Volleyball 4 v 4 king of the beach

[rsswan]

I am running a 4 v 4 tournament, king of the beach whist style with 8 players, playing equal rounds with and against each other.  I can find a lot of doubles tournaments but not teams of 4.  Any help is appreciated.   Thanks!

[Ian Wakeling]

You can have a schedule in 7 rounds where pairs of players are on the same team three times and oppose four times:

(8 5 1 6) : (2 3 4 7)
(8 6 2 7) : (3 4 5 1)
(8 7 3 1) : (4 5 6 2)
(8 1 4 2) : (5 6 7 3)
(8 2 5 3) : (6 7 1 4)
(8 3 6 4) : (7 1 2 5)
(8 4 7 5) : (1 2 3 6)

[rsswan]

Thanks Ian.  That's exactly what I needed.  You are awesome!!!

[robert_hume]

You can have a schedule in 7 rounds where pairs of players are on the same team three times and oppose four times:

(8 5 1 6) : (2 3 4 7)
(8 6 2 7) : (3 4 5 1)
(8 7 3 1) : (4 5 6 2)
(8 1 4 2) : (5 6 7 3)
(8 2 5 3) : (6 7 1 4)
(8 3 6 4) : (7 1 2 5)
(8 4 7 5) : (1 2 3 6)

I was looking to do just this! And perhaps a 10 person (5 x 5) version.

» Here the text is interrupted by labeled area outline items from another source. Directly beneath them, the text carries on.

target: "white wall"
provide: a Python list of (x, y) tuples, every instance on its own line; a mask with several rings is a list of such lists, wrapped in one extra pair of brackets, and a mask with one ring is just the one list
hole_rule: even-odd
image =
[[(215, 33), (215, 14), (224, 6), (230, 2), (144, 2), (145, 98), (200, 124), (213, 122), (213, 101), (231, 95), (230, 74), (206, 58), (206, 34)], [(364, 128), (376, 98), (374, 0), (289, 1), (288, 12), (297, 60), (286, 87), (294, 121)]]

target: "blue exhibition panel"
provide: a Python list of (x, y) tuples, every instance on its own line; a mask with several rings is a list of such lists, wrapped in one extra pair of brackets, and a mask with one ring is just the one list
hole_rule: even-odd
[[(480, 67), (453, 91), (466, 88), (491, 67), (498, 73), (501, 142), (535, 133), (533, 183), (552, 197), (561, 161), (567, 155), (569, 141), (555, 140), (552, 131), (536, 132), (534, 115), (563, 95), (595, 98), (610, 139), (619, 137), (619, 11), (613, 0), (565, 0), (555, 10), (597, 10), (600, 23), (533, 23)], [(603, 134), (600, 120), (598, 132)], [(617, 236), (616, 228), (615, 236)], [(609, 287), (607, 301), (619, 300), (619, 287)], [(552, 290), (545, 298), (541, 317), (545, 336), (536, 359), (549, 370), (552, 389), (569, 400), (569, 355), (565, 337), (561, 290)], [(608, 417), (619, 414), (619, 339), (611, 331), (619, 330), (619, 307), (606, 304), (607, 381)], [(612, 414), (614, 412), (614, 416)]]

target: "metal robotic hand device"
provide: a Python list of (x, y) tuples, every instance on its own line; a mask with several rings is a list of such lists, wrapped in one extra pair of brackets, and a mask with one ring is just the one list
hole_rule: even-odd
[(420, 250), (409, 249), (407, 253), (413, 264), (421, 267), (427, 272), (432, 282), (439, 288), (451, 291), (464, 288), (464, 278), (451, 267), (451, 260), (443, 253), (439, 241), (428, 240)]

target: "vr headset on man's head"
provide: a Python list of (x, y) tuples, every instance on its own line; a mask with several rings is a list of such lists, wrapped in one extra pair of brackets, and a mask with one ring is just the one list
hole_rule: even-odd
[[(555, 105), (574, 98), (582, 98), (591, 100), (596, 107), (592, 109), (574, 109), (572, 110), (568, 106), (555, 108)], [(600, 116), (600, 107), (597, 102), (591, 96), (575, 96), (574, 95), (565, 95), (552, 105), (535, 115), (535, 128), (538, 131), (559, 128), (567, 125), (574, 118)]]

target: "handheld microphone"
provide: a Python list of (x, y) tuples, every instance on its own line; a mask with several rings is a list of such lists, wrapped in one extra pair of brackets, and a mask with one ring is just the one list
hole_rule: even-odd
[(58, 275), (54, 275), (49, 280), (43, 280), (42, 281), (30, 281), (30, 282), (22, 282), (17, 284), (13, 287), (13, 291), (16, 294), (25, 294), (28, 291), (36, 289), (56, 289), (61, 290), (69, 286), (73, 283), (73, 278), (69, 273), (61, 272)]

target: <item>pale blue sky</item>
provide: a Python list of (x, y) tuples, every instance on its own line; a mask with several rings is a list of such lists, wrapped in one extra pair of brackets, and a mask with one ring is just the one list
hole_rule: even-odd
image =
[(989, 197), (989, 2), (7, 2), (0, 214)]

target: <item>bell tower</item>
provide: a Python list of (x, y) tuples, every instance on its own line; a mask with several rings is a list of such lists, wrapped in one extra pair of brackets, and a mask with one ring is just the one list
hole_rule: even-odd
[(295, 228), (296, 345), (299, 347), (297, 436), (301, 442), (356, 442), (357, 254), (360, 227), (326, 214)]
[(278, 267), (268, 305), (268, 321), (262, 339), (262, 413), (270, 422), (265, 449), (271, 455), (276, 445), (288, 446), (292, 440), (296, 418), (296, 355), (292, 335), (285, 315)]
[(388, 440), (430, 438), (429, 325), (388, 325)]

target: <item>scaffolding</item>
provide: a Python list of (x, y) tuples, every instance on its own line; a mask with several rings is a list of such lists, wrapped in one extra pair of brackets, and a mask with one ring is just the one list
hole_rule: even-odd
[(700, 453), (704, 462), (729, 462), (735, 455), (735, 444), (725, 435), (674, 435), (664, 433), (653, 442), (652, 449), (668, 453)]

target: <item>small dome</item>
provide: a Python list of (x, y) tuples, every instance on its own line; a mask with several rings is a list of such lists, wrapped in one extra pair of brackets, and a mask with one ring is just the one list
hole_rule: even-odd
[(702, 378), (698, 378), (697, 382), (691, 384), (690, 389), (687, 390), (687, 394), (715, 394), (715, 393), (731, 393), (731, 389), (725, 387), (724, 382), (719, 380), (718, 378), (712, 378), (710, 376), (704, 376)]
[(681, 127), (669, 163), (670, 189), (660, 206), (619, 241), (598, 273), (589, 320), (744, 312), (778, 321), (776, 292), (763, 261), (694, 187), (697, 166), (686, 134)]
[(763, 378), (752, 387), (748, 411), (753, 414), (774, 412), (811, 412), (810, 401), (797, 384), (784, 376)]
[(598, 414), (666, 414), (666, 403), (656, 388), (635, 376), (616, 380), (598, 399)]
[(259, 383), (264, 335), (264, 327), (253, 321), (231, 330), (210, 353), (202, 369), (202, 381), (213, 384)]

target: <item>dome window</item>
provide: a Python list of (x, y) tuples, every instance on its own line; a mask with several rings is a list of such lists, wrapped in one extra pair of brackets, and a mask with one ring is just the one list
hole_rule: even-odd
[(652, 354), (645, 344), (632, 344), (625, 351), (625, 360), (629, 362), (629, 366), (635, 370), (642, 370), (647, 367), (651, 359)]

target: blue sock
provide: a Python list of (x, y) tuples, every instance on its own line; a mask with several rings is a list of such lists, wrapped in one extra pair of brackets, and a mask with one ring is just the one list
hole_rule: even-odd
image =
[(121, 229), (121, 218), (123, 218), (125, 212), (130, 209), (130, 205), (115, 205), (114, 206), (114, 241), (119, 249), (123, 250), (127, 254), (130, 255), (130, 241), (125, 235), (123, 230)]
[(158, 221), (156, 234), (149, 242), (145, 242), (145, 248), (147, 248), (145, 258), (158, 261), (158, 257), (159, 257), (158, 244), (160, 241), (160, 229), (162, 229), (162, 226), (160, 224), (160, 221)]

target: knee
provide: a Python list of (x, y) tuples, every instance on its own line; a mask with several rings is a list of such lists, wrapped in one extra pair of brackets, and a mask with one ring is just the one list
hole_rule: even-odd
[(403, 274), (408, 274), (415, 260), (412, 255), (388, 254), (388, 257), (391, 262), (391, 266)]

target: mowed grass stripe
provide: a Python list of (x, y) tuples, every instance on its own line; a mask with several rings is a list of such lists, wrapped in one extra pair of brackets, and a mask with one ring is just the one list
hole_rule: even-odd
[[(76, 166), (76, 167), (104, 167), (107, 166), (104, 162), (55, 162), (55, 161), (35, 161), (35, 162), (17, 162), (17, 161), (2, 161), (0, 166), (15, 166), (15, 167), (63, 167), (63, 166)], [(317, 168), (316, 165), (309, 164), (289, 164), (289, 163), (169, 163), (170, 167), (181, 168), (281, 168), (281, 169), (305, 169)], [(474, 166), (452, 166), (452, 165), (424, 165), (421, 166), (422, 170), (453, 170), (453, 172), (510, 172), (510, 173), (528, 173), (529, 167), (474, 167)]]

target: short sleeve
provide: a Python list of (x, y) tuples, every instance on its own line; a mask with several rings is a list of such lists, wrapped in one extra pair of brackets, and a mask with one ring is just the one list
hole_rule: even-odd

Are you hand calculating these through trial and error or is there a formula / algorithm you use similar to whatever bjerring did for 7 and 9 person triples?

[Ian Wakeling]

There is a 'formula', but it is probably not what you are expecting.  Have a look at this 2003 paper by Abel et al, which is freely downloadable.  Theorem 14 gives a way to make the 8 player schedule above (with p=2, n=2, m=1 & s=0), unfortuately Theorem 7 says that the 10 person schedule that you are looking for, specifically a (5,10) GWhD(10), does not exist, in other words no balanced solution is possible.

I am not sure what you mean by the 7 and 9 person triples, can you provide a link?

[Ian Wakeling]

To clarify, the non-existence of the 10 player scedule refers to one in which there are 9 rounds of play.  However I can find an 18 round scedule where all partners occur 8 times and all opponents occur 10 times.  For example:

  (7  1  2  5  9) v (8 10  3  6  4)
  (8  2  3  6  1) v (9 10  4  7  5)
  (9  3  4  7  2) v (1 10  5  8  6)
  (1  4  5  8  3) v (2 10  6  9  7)
  (2  5  6  9  4) v (3 10  7  1  8)
  (3  6  7  1  5) v (4 10  8  2  9)
  (4  7  8  2  6) v (5 10  9  3  1)
  (5  8  9  3  7) v (6 10  1  4  2)
  (6  9  1  4  8) v (7 10  2  5  3)
  (1  4  5  2 10) v (8  9  3  6  7)
  (2  5  6  3 10) v (9  1  4  7  8)
  (3  6  7  4 10) v (1  2  5  8  9)
  (4  7  8  5 10) v (2  3  6  9  1)
  (5  8  9  6 10) v (3  4  7  1  2)
  (6  9  1  7 10) v (4  5  8  2  3)
  (7  1  2  8 10) v (5  6  9  3  4)
  (8  2  3  9 10) v (6  7  1  4  5)
  (9  3  4  1 10) v (7  8  2  5  6)

To find this I am using a special program that searches for cyclic schedules.

[robert_hume]

There is a 'formula', but it is probably not what you are expecting.  Have a look at this 2003 paper by Abel et al, which is freely downloadable.  Theorem 14 gives a way to make the 8 player schedule above (with p=2, n=2, m=1 & s=0), unfortuately Theorem 7 says that the 10 person schedule that you are looking for, specifically a (5,10) GWhD(10), does not exist, in other words no balanced solution is possible.

I am not sure what you mean by the 7 and 9 person triples, can you provide a link?

Hi Ian, thanks for the response. I was referring to the Bjerring tournament designs: https://vbc.cyburi.com/resource/LinearRankingTournament.pdf

See page 11 of this document.

[Ian Wakeling]

Many thanks for the link.  The two schedules on p11 look to me like they have been made with the "Balanced Incomplete Blocks" method that is hinted at on page 29.  The way the 9 player schedule is made, the same teams of 3 players are used twice each, once on the left of the court and once on the right.  It might be possible to have better mixing, so all teams of 3 are different - I will think some more.